Ça y est, vous êtes là ?
Bon, désolée pour ce titre spammy — et mensonger : point de titties et autres réjouissances dans ce message. J’avoue, j’avoue : je vous ai appâté·e pour vous inciter à lire le mail.
Mais c’est pour la bonne cause, promis.
On est le 31 janvier : une nouvelle journée de mobilisation contre la réforme des retraites s’annonce. Grèves et manifestations se multiplient.
Oui, je veux vous parler de la réforme des retraites.
Or je soupçonne que ce n’est pas le sujet dont vous rêvez de discuter, là tout de suite maintenant. Je me trompe ?
J’ai l’impression qu’on est collectivement lassé·es de devoir se battre pour le droit de partir en retraite à un âge décent.
Et comment ne le serait-on pas ?
Depuis que je suis née, ça fait au moins une demi-douzaine de fois qu’un gouvernement prépare une “réforme des retraites”. Ça fait au moins une demi-douzaine de fois que cette réforme, dont le but déclaré est de rendre le système “soutenable” sur le plan financier, ne s’appuie que sur un seul outil : nous faire travailler plus tard, plus longtemps, plus d'années.
C’est usant.
Le problème, c’est que c’est exactement là-dessus que compte le Gouvernement pour faire passer sa réforme.
Iels l’ont formulé avec une sincérité désarmante : iels attendent tranquillement que le mouvement de contestation s’essouffle, à cause de soucis encore plus pressants et de l’usure du temps.
Je voulais donc profiter de ce petit message hebdomadaire pour raviver la flamme, chez vous et chez moi, et vous dire deux trucs qui me semblent importants.
Le premier, c’est qu’il y a effectivement un gros problème de financement des retraites.
Je trouve que parfois, à gauche, on est tellement occupés à essayer de pas bosser jusqu'à 70 ans qu’on oublie un peu de parler du fond du sujet, à savoir le modèle actuel de financement des retraites.
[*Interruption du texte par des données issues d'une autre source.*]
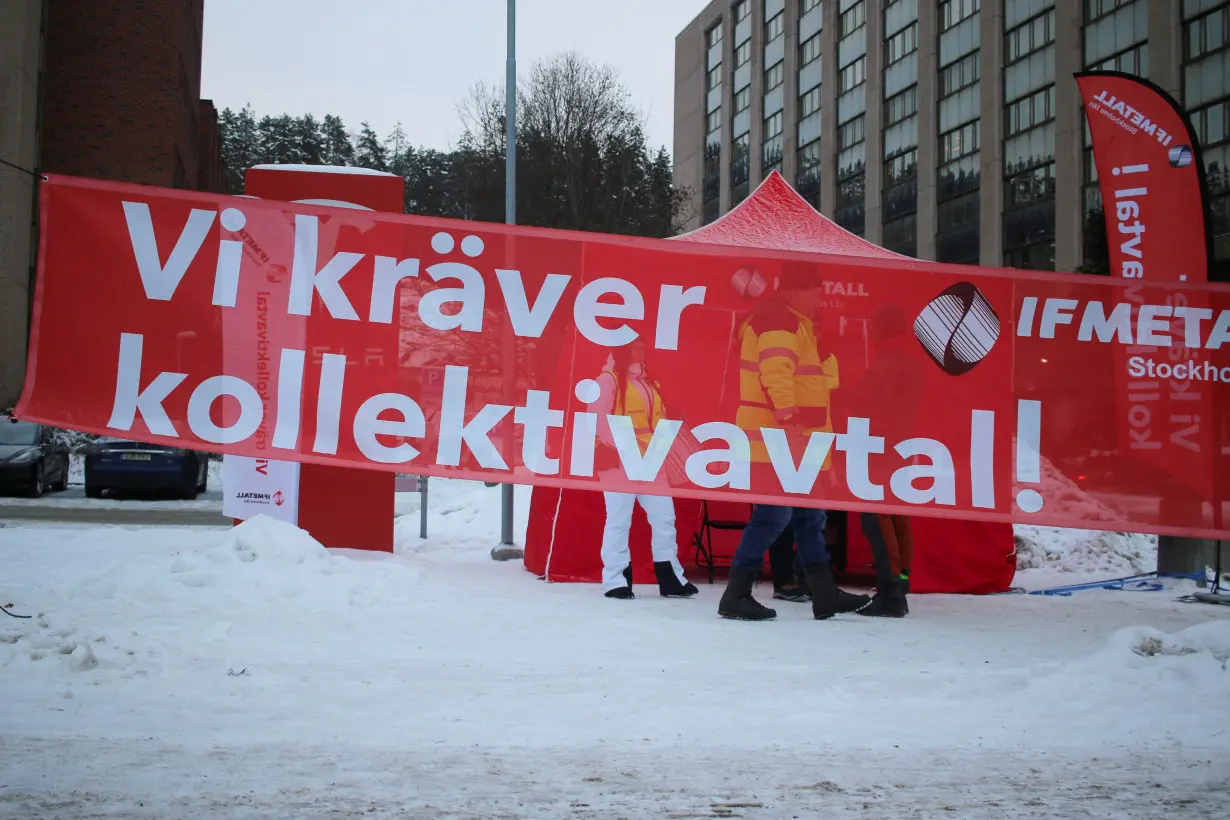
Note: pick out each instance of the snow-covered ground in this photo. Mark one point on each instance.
(251, 674)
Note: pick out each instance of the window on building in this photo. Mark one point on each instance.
(742, 100)
(809, 51)
(1028, 212)
(739, 169)
(775, 76)
(900, 235)
(711, 182)
(853, 19)
(1207, 98)
(902, 43)
(961, 74)
(807, 180)
(809, 102)
(743, 54)
(900, 106)
(1030, 37)
(853, 75)
(771, 143)
(851, 175)
(1095, 9)
(1114, 38)
(1035, 110)
(960, 141)
(958, 199)
(953, 12)
(775, 27)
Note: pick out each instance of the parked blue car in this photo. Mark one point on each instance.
(31, 459)
(119, 465)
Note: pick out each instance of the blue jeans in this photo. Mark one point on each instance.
(768, 523)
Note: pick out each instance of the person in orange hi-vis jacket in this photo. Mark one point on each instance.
(892, 368)
(785, 382)
(627, 390)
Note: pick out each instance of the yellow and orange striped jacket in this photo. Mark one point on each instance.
(782, 379)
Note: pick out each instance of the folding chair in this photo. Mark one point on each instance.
(704, 539)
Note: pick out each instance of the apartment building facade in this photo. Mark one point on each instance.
(99, 90)
(942, 129)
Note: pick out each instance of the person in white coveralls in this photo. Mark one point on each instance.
(627, 390)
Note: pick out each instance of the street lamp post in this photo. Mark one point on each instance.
(507, 550)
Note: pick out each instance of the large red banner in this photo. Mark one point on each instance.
(1150, 177)
(948, 390)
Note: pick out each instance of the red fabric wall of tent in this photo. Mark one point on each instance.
(566, 526)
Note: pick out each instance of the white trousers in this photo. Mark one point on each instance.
(661, 512)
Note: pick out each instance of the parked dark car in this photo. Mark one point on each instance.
(31, 459)
(118, 465)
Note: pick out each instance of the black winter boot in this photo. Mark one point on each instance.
(737, 601)
(624, 593)
(791, 593)
(888, 603)
(668, 582)
(827, 599)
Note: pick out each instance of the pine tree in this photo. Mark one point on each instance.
(400, 153)
(308, 140)
(369, 151)
(240, 145)
(278, 140)
(338, 149)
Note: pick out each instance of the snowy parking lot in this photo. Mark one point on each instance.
(185, 673)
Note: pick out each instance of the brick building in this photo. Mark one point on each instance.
(944, 129)
(100, 90)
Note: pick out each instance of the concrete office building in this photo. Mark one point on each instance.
(95, 89)
(944, 129)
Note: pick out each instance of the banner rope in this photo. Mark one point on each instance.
(17, 167)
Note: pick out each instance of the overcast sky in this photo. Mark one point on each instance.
(413, 60)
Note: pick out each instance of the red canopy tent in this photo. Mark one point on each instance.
(565, 526)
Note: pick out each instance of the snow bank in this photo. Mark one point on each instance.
(1085, 552)
(1192, 660)
(326, 169)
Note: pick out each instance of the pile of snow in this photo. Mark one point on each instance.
(1192, 660)
(241, 669)
(1084, 552)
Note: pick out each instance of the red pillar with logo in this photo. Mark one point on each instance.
(340, 507)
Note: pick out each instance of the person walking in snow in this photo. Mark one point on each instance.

Or c’est vrai que le système, en l'état, n’est pas soutenable. Je pense sincèrement qu’on n’a rien à gagner à nier ce fait, ou à tenter de l’ignorer. Le système ne fonctionne plus.
C’est la réalité.
Et le statu quo me paraît indéfendable.
Le deuxième truc, c’est que si une réforme est nécessaire, une autre réforme que celle proposée par le Gouvernement est possible.
Le discours dominant donne l’impression qu’on a le choix entre le statu quo (qui ne fonctionne pas) et la reforme du Gouvernement (qui fout la merde). C’est faux !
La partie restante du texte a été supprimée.